It takes much more than the right gun in your favorite caliber to make any hunt a success. If you want to put meat in the freezer or trophy racks on the wall, here are six tools to increase your success.
1. The right ammo
Winchester Deer Season XP and Hornady American Whitetail. No, you don’t need ammunition that has the name of the animal you’re hunting to have success. However, I’ve seen too many whitetail hunters using bullets completely inappropriate to their quarry. Whitetail are fairly light-skinned large game animals. Whether shooting at 50 yards in brush or 500 over the bean fields, matching the right ammo to the right terrain and game is key to success.
For instance, both Winchester and Hornady offer their whitetail-specific 30-06 in 150 grains and 270 in 130 grains. The Winchester Deer Season XP covers: 243, 270, 270 wsm, 30-06, 300 win mag, 300 wsm, 308, and 7mm mag. The Hornady line is more extensive and practical, cutting out the short mags but adding : 223, 25-06, 7mm-08, and 30-30 to the previously mentioned calibers. Regardless of your caliber preference, both Winchester and Hornady offer a great starting spot, especially for those who neither spend hours at the loading bench nor agonize over details of the hunt all year round.
2. Good optics
It drives most of us shooting snobs crazy when somebody spends $800 on a rifle and $35 on a scope. Optics can make or break a hunt, and that’s not where you want to cheap out. The best glass gathers light and provides clarity at the prime whitetail moving times of dusk and dawn.
I’m still high on Wisconsin-based Vortex Optics as, the warranty and customer service are unbeatable, and there’s a scope for every budget. Buy from the Crossfire II line for $100-200 if you’re shopping on a budget. For the more hardcore, I prefer the Diamondback HP with side-focus and a BDC in 3-12×42 retailing for $399 and found online for $299. I also had the pleasure of shooting the new Nikon ProStaff 7 in 4-16×42 with side focus and a BDC. They retail for $449 but sell real-world around $389 and clarity is exceptional. Both companies offer excellent corresponding ballistic programs to maximize BDC reticle use as well.
So you have the right bullet and the right optic, but all of that is moot if you don’t know the range of your target. The two rangefinders I’m currently using for all my whitetail hunting are the Vortex 1000 and Nikon 7i. Both account for angles, have scan modes, and are more than capable in any kind of weather. They range 1,000 and 1,300 yards, respectively, while store-prices are $379 and $269.95. If price is not a hindrance, check out Bushnell’s rangefinding binoculars—the Fusion 1-mile Arc, where you can kill two birds, er deer, with one stone. Those binos come in 8×32, 10×42, and 12×50, priced from $875-$1,000. They were an amazing prairie dog ranging tool, and would certainly excel on bigger game.
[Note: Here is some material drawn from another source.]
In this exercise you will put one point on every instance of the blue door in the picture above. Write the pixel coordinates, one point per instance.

While I prefer to range the objects in my hunting area ahead of time, many use the rangefinder just prior to trigger time. Regardless, partner a rangefinder with both the knowledge of your bullet’s ballistics and adequate range time with your chosen setup, and you’ve set yourself up for success, even at longer ranges.
4. ThermaCell Heat Gear
By nature of the beast, many deer hunters prime hunting time comes at temperatures below freezing, in wind or snow. If you’re cold, you won’t make your most capable shot and if you’re really cold, you probably won’t even be in the woods when the big brute saunters past. If you’re like me, no matter how well you dress, you still get a chill. ThermaCell makes products that will keep you in the stand longer and happier.
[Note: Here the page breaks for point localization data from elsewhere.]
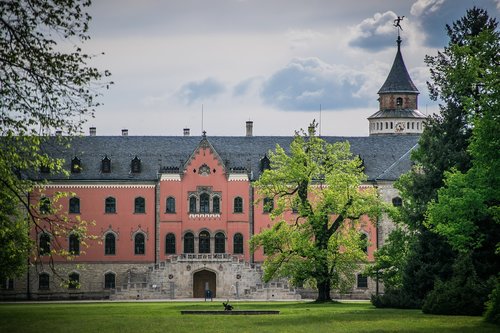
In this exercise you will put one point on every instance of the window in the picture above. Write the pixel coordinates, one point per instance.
(74, 205)
(204, 242)
(204, 203)
(74, 244)
(192, 205)
(139, 205)
(44, 244)
(364, 242)
(76, 165)
(110, 205)
(238, 244)
(265, 163)
(220, 243)
(7, 284)
(74, 281)
(238, 205)
(362, 281)
(110, 244)
(171, 205)
(109, 280)
(45, 205)
(170, 244)
(216, 205)
(139, 244)
(399, 102)
(106, 165)
(135, 165)
(268, 205)
(397, 202)
(43, 281)
(188, 243)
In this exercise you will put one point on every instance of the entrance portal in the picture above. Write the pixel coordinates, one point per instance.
(202, 281)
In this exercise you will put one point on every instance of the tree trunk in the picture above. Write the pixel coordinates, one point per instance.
(323, 292)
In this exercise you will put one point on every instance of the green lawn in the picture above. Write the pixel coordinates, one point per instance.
(165, 317)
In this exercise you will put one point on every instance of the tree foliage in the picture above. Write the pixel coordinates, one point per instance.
(322, 244)
(46, 84)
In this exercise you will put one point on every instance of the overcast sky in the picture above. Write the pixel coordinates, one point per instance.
(270, 61)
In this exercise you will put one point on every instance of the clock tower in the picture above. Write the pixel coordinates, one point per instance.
(398, 103)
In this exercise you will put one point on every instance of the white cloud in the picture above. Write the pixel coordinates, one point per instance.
(305, 83)
(200, 90)
(375, 33)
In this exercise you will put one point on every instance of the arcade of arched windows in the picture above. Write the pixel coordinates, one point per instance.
(205, 243)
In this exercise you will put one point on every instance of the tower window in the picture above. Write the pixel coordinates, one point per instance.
(106, 165)
(135, 165)
(399, 102)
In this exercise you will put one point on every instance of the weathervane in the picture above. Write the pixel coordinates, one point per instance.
(397, 23)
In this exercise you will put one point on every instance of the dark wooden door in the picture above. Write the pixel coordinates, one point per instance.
(202, 281)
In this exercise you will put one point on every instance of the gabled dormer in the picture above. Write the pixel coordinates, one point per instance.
(398, 103)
ThermaCell recently introduced new Pro-Flex Heated Insoles and Hand & Pocket Warmers. The insoles include two batteries, remote, and can be recharged at the wall or via a USB and smartphone or computer. Retail is $184.99. The new lithium-ion battery-powered Hand & Pocket Warmers retail from $69-79 and charge the same as the insoles. While these products are not cheap, they return their value to those who hunt in all conditions. Follow Guns.com for a more in-depth review in the future.
5. Butt Out 2 Dressing Tool
Nobody said hunting is always pleasant. Gutting must be done, and if you shot the deer, you need to do it right. The Butt Out 2 tool makes field dressing easy by allowing hunters to quickly disconnect the anal alimentary canal from big game animals. It’s a cheap and simple tool that doesn’t look like anything special, but sure saves time once the deer is on the ground. The tool takes one of the first and worst jobs of gutting deer and makes it one of the fastest, easiest, and cleanest. The new model of Butt Out 2 is 2” longer than the original and has a hand stop-guard. The Butt Out 2 can be picked up for under $10 and will make you a hero when everybody is standing around a warm carcass wondering where to begin. If you need to know how it works, watch this.
The most important thing to remember? No amount of gear or money spent replaces both practice and time in the woods. But some things sure can give you an edge when it comes to filling the freezer with neatly wrapped packages of venison.